Poço FundoMG
16.791 habitantes · IBGE 3151701
Resumo socioambiental
Poço Fundo/MG apresenta em 2022 cobertura de água de apenas 54,8%, muito abaixo da mediana nacional (76,5%) e do desempenho mineiro (84,3%), posicionando o município no percentil 24 — entre os piores do país nesse quesito. Chama atenção que essa cobertura vem caindo estruturalmente desde 2008 (60,0%), com queda acumulada de -8,6% no período recente, mesmo com a perda de água na distribuição tendo melhorado significativamente, caindo de 19,4% (2008) para 12,7% (2022), nível bem inferior à mediana nacional (29,9%) e à UF (35,0%), colocando o município no percentil 11 (favorável).

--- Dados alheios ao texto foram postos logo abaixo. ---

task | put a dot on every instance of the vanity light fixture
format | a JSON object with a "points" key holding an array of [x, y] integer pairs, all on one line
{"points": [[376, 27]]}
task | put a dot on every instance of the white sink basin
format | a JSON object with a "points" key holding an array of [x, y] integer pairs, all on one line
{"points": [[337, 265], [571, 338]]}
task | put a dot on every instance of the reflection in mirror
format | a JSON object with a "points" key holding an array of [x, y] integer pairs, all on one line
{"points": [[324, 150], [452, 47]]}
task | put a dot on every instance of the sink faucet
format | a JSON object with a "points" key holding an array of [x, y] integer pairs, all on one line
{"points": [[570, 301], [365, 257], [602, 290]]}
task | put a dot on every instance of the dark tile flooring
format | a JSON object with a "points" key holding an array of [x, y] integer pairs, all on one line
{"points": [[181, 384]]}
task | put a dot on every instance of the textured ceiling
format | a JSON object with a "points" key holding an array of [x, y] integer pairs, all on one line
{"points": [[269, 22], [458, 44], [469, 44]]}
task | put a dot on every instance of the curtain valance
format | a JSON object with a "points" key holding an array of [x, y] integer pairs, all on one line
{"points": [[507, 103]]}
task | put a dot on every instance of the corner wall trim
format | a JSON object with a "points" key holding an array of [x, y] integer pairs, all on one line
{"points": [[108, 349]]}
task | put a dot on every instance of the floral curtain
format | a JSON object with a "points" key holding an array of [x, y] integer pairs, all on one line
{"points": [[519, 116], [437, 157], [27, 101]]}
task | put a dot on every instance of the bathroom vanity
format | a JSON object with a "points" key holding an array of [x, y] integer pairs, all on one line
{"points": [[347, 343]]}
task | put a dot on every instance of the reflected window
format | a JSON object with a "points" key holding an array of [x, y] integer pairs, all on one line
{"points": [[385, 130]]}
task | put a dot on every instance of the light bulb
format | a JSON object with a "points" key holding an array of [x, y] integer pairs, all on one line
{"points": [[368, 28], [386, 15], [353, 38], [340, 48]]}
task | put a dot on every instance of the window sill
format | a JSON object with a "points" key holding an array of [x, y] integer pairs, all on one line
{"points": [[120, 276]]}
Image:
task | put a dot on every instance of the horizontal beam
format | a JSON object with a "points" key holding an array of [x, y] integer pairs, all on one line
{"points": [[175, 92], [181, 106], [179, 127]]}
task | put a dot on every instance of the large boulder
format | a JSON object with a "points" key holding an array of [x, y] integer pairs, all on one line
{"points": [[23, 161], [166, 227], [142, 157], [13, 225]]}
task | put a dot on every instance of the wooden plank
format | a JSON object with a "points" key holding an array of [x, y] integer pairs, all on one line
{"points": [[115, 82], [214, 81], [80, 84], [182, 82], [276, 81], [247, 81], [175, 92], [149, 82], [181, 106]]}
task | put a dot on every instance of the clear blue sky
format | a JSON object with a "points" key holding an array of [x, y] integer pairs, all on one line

Ou seja, a rede é eficiente onde opera, mas não consegue ampliar o alcance da cobertura.
O esgotamento sanitário revela um quadro preocupante e contraditório: a coleta de esgoto está em 99,7% (2020), muito acima da mediana nacional (87,8%) e da UF (85,0%), mas o tratamento de esgoto caiu abruptamente para 0,0% em 2022, após anos de 100% entre 2015 e 2020. Essa reversão sugere descontinuidade operacional ou falha em estação de tratamento, o que é grave: todo o esgoto coletado está sendo hoje lançado sem tratamento, na contramão da mediana nacional de 37,7% e da UF (44,5%). Essa lacuna dialoga diretamente com o aumento das emissões de resíduos, que cresceram +13,5% desde 2010 até 13.697 tCO₂e em 2024, situando o município no percentil 75 nacional (pior que a maioria), indicando que a gestão de resíduos e efluentes é um ponto crítico a ser priorizado por gestores.
Do lado climático, as emissões totais de GEE caíram -31,0% entre 2010 e 2024 (de 172.623 para 119.181 tCO₂e), ficando próximas à mediana nacional (138.513 tCO₂e), resultado puxado principalmente pela redução em outros setores, já que as emissões de energia dobraram (+100,4%) no mesmo período, atingindo 43.352 tCO₂e em 2024 — percentil 67, acima da mediana nacional (18.929 tCO₂e). O município mantém potência hidráulica estável em 30 MW desde 2010, acima da mediana nacional (10 MW), o que evidencia dependência de geração hidrelétrica de pequeno porte. Some-se a isso o histórico de eventos de cheia (3 registros em 2016, percentil 93 nacional, indicando vulnerabilidade superior à maioria dos municípios), sem registros de seca no mesmo ano.
Em síntese, Poço Fundo enfrenta um desafio duplo: ampliar a cobertura de água, hoje insuficiente e em tendência de queda, e recuperar urgentemente a capacidade de tratamento de esgoto, que retrocedeu a zero após anos de desempenho pleno — uma reversão que compromete os ganhos ambientais observados na redução geral de emissões e amplia riscos sanitários e climáticos, especialmente diante do histórico de eventos de cheia no município.
Gerado em 09/07/2026
Saneamento
Governança do saneamento
Infraestrutura de saneamento
Cobertura de água
SNIS/SINISA
60.8%
2024
Coleta de esgoto
SNIS/SINISA
57.3%
2024
Tratamento de esgoto
SNIS/SINISA
0.0%
2024
Perda de água
SNIS/SINISA
10.8%
2024
Resíduos
Domicílios com coleta
IBGE Censodomiciliar
69.5%
2022
Destino inadequado (domicílios)
IBGE Censodomiciliar
19.6%
2022
Energia
Matriz energética
SIGA · 2024
30 MW
Potência hidráulica
ANEEL (SIGA)
30 MW
2024
Fontes limpas (% matriz)
ANEEL (SIGA)
100.0%
2024
Clima
Emissões de GEE
SEEG
119.181 tCO₂e
2024
Emissões de resíduos
SEEG
13.697 tCO₂e
2024
Emissões de energia
SEEG
43.352 tCO₂e
2024
Registros de cheia
ANA
3
2016
Seca observada (ANA/SUM)
ANA
0
2016
Fontes: SNIS/SINISA, SEEG, ANEEL, IBAMA, PNCP e IBGE. Resumo gerado por IA a partir dos dados do Atlas — confira sempre na fonte oficial. Resumo atualizado em 09/07/2026.